Es wirkt auf den ersten Blick eine wesensfremd zusammengestellte Komposition, mit den verflochtenen Klavierwerken von Domenico Scarlatti und Aleksandr Skrjabin, aber natürlich hat sich der deutsche Pianist Julius Asal (*1997) für sein Debütalbum darüber gut Gedanken gemacht. Er hat - das ist sonnenklar - auf sowohl erfinderische als auch einzigartige Weise diese zwei völlig voneinander verschiedenen Welten auf unübertroffene Weise miteinander verbunden. Was sowohl aus der raffiniert gewählten Struktur als auch von - wie zu hören ist - zwei im Klang erheblich voneinander verschiedenen Konzertflügeln fließt, die Wahl abhängig davon, was der Pianist hier in den Händen hat: Skrjabin (dunkler, mit mehr Sonorität) oder Scarlatti (heller, transparenter im Ton). In der Erläuterung habe ich darüber jedoch, seltsamerweise, nichts lesen dürfen.

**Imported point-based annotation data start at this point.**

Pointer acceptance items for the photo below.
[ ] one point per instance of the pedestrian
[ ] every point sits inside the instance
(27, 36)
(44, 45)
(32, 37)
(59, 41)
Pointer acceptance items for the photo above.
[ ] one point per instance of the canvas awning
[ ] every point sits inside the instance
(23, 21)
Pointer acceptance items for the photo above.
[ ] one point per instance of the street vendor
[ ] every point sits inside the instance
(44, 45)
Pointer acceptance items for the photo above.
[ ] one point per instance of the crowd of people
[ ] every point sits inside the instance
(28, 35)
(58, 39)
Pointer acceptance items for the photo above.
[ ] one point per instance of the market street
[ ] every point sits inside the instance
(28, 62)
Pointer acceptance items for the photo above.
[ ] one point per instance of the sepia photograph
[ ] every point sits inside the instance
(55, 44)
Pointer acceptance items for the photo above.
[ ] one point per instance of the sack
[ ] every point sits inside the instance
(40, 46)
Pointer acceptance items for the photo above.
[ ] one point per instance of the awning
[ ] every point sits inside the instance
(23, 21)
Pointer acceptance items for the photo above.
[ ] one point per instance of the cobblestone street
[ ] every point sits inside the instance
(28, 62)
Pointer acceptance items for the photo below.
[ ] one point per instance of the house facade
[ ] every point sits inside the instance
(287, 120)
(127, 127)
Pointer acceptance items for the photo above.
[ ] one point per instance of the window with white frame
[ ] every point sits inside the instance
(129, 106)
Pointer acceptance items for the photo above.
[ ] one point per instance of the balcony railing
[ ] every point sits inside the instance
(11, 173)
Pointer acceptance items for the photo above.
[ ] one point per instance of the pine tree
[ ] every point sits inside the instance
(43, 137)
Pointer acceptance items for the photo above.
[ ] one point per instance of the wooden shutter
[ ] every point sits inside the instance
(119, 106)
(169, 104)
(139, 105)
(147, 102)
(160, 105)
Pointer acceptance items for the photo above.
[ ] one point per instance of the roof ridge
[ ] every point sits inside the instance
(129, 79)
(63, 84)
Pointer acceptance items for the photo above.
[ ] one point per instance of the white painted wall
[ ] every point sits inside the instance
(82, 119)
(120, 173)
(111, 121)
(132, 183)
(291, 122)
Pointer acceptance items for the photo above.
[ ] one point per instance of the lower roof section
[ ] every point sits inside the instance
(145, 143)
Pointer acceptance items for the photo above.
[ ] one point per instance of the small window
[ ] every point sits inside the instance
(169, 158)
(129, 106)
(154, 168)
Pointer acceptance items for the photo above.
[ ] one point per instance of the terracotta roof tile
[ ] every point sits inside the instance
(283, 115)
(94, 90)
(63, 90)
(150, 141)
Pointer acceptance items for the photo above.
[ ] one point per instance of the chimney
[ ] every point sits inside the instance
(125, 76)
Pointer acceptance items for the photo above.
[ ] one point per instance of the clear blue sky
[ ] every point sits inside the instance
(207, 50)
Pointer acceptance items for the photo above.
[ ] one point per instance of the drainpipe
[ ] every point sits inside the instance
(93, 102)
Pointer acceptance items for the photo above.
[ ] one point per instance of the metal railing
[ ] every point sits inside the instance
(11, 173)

Das Öffnungs- und Schlussragment auf dieser CD ist nicht, wie ich anderswo in einer Rezension las, der vierte Satz aus Skrjabins Klaviersonate in f, op. 6, sondern daraus nur das kurze 'Quasi niente', hier in der Doppelrolle des Prologs (von Asal etwas abweichend gestaltet gegenüber dem unten abgebildeten Original) und Epilogs (gemäß der gedruckten Partitur).
Dieses 'quasi nichts' soll so leise wie möglich gespielt werden: pppp. Es kehrt erneut zurück, aber jetzt ohne Asals Eingriff, in der Mittelstufe dieses Rezitals, Teil des Schlussteils in der vollständig aufgeführten Sonate (1. Allegro con fuoco; 2. [Adagio]; 3. Presto; 4. Funebre).
Ein verbindendes und logisches Element sind die Tonarten, mit dort, wo der Übergang zwischen den Teilen zu einem beträchtlichen und unerwünschten Riss in Stil oder Emotion geführt hätte, den vom Pianisten selbst entworfenen 'Übergängen'.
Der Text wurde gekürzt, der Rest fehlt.